The Irish are as enthusiastic in our adoration as any nation. Clonmel in February, Cheltenham in March, Croke Park on a September Sunday, and Thomond Park on a spring afternoon when one of the giants of European rugby comes to visit.
Those are the top-of-the-tree events but anyone who has seen a Junior B football match between neighbouring parishes or one of soccer’s local derbies will know that the size of the stage has little or no influence over the emotion invested in the competition. Irish sports fans are equal opportunity supporters — it’s the integrity of the cause that matters, not its setting or grandeur.
As these events show, weekend after weekend sport may not be the marrow in our bones but it is the pulse of so much of what is attractive about this society.
Last Sunday Ireland’s rugby team played on one of the world’s great stages but once again failed to reach a World Cup semi-final. That dream must be put on hold for another four years but it is one scores of young men will give their all to realise.
That is the cruel nature of sport — investment does not guarantee a return, at least in purely sporting terms though everyone involved in Ireland’s World Cup campaign will, when disappointment’s high water mark ebbs away, be the stronger for the experience. They will be in a better position, if age and heart allow, to compete in Japan in 2019. Any honest appraisal will conclude that coach Joe Schmidt is perfectly qualified to lead that campaign.

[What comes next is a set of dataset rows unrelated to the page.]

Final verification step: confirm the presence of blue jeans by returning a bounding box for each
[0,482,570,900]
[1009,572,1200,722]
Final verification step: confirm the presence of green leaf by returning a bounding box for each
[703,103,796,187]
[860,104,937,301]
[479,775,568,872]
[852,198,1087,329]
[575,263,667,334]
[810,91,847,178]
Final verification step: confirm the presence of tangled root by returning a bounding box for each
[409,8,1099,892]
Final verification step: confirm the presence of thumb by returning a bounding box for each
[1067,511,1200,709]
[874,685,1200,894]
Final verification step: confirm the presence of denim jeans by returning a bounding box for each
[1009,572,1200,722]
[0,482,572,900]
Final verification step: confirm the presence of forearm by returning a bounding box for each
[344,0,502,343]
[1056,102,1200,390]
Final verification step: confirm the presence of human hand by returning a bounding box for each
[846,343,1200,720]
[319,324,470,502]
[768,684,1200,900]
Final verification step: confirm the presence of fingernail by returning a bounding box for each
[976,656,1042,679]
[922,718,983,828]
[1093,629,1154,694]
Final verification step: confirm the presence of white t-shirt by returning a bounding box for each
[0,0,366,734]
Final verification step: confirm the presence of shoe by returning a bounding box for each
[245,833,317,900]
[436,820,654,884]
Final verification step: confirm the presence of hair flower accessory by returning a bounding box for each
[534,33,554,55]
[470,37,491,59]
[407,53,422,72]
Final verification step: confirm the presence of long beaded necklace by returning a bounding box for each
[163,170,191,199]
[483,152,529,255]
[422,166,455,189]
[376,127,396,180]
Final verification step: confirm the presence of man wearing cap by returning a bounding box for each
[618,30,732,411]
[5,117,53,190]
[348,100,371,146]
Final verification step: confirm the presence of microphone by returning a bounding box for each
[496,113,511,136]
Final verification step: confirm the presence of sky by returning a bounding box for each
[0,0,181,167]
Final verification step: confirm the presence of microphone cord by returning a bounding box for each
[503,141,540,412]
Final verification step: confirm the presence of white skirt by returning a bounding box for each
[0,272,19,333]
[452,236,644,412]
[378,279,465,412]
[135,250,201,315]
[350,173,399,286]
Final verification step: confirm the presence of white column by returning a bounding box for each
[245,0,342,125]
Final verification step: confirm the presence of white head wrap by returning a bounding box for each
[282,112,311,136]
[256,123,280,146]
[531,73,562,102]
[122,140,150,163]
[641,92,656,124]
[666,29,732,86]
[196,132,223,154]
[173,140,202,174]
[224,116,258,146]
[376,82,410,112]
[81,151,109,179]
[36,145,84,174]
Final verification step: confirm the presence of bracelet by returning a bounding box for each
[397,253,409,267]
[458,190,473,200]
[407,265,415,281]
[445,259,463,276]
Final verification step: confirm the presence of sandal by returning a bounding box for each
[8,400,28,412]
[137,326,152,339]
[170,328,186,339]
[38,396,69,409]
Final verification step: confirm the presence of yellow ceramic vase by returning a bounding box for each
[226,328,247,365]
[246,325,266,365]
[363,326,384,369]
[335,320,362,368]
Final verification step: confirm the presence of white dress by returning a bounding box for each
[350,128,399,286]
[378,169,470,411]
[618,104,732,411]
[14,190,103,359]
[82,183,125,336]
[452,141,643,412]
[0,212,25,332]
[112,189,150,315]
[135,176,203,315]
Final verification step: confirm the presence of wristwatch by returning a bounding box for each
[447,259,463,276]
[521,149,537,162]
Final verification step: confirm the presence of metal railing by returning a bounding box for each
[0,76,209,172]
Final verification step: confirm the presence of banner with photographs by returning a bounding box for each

Boxing coach Billy Walsh is another sports leader who has shown that he has everything required to lead a national team’s preparations for the world stage. Walsh led Irish fighters to Olympic, World, and European gold medals.
He is essentially one of the most successful coaches ever to lead an Irish sport. His influence outside the ring has been exemplary too, often opening doors usually closed to some of his charges. But that, it seems, is not good enough.
Yesterday, less than 300 days before the opening of the Rio de Janeiro Olympics at the Maracana Stadium, Walsh quit his position, saying it was the hardest of his career and that he had cried over it.
Walsh was unable to resolve contractual differences with the Irish Amateur Boxing Association and seems set to move to the US where his exceptional skills are in demand.
This disappointing news comes after protracted negotiations with the IABA failed and a contract drawn up by the Irish Sports Council and endorsed by Walsh was rejected by the association.
Irish boxing has been almost uniquely successful over recent years and has deservedly got considerable Government support. Those two reasons suggest that the IABA should publicly explain its position — and Walsh’s record demands that it does so.